The preferred mode of transport has taken an unlikely turn in recent years. Before the car was transport of choice but recently however the use of push bikes has become increasingly popular. Perhaps the trend can be put down to 'green' thinking, or maybe just the prices of gas are starting to get to people. The fact is there are plenty more cyclists on the road now than there were just a few years ago. Perhaps you have been giving some thought to getting a bike yourself? Here are some hints to help you choose the cycling bicycle that is right for you.
The first thing you need to do is try the bicycle on for size, meaning sit on it and make sure that your feet are still flat on the floor so you will be able to stop yourself. There are experts who state that this isn't a good way to choose a bike, however. They say that it is better to give yourself a few inches between your feet and the ground to create a more comfortable cycling experience. If your feet are sitting flat on the ground while your butt is on the seat, this usually means that the seat is too close to the crossbar and will need to be adjusted for comfort. This is because when you are pedaling with this bike, your knees are going to come up too high. You shouldn't ever sit the seat at the lowest setting, which means sitting on the crossbar.

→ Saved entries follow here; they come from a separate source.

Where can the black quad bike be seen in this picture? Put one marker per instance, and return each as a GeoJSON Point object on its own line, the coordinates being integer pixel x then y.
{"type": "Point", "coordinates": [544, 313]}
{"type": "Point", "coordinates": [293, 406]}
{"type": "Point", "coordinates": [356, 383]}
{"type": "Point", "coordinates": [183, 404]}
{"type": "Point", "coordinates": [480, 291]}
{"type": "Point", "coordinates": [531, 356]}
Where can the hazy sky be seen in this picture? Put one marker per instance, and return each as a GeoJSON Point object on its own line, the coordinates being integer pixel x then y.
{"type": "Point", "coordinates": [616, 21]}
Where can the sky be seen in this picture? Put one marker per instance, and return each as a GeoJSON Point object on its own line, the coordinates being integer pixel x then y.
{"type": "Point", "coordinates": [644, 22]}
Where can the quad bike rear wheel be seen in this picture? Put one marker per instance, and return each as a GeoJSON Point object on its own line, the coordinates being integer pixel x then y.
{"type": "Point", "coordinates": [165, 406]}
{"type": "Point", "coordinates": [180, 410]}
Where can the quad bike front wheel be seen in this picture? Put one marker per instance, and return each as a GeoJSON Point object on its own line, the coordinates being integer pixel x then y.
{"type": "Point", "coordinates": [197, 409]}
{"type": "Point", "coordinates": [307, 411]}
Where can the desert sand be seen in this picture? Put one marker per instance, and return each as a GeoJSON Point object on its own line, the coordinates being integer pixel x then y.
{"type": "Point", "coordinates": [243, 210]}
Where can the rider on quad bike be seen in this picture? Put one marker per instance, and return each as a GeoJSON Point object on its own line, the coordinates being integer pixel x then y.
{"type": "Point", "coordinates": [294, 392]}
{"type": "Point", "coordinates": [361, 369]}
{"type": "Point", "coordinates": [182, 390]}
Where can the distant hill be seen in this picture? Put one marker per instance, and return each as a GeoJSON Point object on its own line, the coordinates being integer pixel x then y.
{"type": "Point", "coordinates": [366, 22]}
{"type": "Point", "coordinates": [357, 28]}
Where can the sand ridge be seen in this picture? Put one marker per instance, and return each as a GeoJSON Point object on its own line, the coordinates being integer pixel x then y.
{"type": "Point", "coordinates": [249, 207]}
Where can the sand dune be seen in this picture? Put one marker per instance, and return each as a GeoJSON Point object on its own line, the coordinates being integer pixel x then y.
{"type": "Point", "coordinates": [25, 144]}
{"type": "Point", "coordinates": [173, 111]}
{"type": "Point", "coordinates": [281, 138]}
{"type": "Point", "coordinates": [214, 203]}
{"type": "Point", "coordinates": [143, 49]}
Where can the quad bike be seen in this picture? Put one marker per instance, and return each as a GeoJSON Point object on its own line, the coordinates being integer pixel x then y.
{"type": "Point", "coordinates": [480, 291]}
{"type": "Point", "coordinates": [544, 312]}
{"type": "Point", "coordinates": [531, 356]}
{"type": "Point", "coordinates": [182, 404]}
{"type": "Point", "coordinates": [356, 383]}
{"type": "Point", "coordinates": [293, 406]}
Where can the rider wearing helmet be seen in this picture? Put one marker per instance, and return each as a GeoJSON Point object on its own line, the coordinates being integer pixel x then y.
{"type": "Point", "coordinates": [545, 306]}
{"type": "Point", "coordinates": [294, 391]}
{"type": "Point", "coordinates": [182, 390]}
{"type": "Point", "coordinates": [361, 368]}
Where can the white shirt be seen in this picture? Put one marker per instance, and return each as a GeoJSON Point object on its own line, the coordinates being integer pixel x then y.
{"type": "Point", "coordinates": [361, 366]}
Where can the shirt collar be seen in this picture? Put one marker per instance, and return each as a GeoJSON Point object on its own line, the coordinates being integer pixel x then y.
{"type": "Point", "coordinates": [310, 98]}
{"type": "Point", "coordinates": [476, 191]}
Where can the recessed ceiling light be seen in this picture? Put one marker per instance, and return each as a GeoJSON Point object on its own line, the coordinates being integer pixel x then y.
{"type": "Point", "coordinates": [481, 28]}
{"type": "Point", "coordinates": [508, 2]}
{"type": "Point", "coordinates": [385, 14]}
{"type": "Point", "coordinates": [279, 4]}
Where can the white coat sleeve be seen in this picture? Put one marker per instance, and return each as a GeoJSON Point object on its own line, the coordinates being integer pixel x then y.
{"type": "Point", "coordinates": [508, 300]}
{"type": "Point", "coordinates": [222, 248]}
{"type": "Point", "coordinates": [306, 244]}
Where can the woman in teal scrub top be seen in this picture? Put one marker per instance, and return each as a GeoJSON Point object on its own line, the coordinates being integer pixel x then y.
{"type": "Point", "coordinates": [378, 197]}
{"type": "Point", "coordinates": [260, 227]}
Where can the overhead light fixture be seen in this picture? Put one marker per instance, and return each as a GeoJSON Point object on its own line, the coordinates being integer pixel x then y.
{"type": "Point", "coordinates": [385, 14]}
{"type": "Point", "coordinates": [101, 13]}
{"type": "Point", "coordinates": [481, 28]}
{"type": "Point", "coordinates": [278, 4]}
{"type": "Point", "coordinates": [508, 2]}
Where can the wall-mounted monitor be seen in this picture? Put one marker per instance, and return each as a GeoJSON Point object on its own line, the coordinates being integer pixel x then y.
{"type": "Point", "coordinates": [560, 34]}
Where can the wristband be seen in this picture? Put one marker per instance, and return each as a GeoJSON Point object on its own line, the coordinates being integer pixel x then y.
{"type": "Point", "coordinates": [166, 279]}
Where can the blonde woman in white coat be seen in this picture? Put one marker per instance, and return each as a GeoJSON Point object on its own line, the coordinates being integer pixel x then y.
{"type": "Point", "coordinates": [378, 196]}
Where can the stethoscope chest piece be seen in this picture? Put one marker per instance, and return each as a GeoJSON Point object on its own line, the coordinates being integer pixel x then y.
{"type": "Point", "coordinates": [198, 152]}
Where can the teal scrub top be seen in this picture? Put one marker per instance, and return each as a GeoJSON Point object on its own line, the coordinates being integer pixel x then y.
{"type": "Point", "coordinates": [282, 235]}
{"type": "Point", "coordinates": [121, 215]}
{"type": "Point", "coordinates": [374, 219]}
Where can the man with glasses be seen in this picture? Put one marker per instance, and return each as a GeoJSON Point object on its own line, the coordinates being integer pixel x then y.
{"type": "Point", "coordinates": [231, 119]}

Be sure to consider these few necessary inches between the seat and the crossbar, when you are out bicycle shopping. When you bring the seat up a few inches, you are going to have more room between the crossbar and you, and this will make for a much more comfortable ride. You want to be able to sit on the bike and place your foot on the pedal at the lowest position, and almost be able to fully extend your leg.
It is important that you allow adequate room between you and the crossbar. When you choose your bike, adjust the seat up a few inches from the crossbar and then sit on the bike. Sit on it and make sure you can rest your feet flat to the ground. Which bike you get will greatly alter the clearance you will require. A good example is a touring bike, with these bikes you will only need around 1" difference. If you are buying a mountain bike you’ll want more—three inches or so between you and the crossbar. Several different factors play into how Bonuses you are going to choose the right bicycle. Are you going to be riding your bicycle every day or riding it only when you feel the urge to? Which height is most comfortable for you? Would you rather be able to put your feet flat on the ground or would you rather have that few inches between your feet and the ground when you are sitting down? These are some of the things you need to consider when choosing your bike.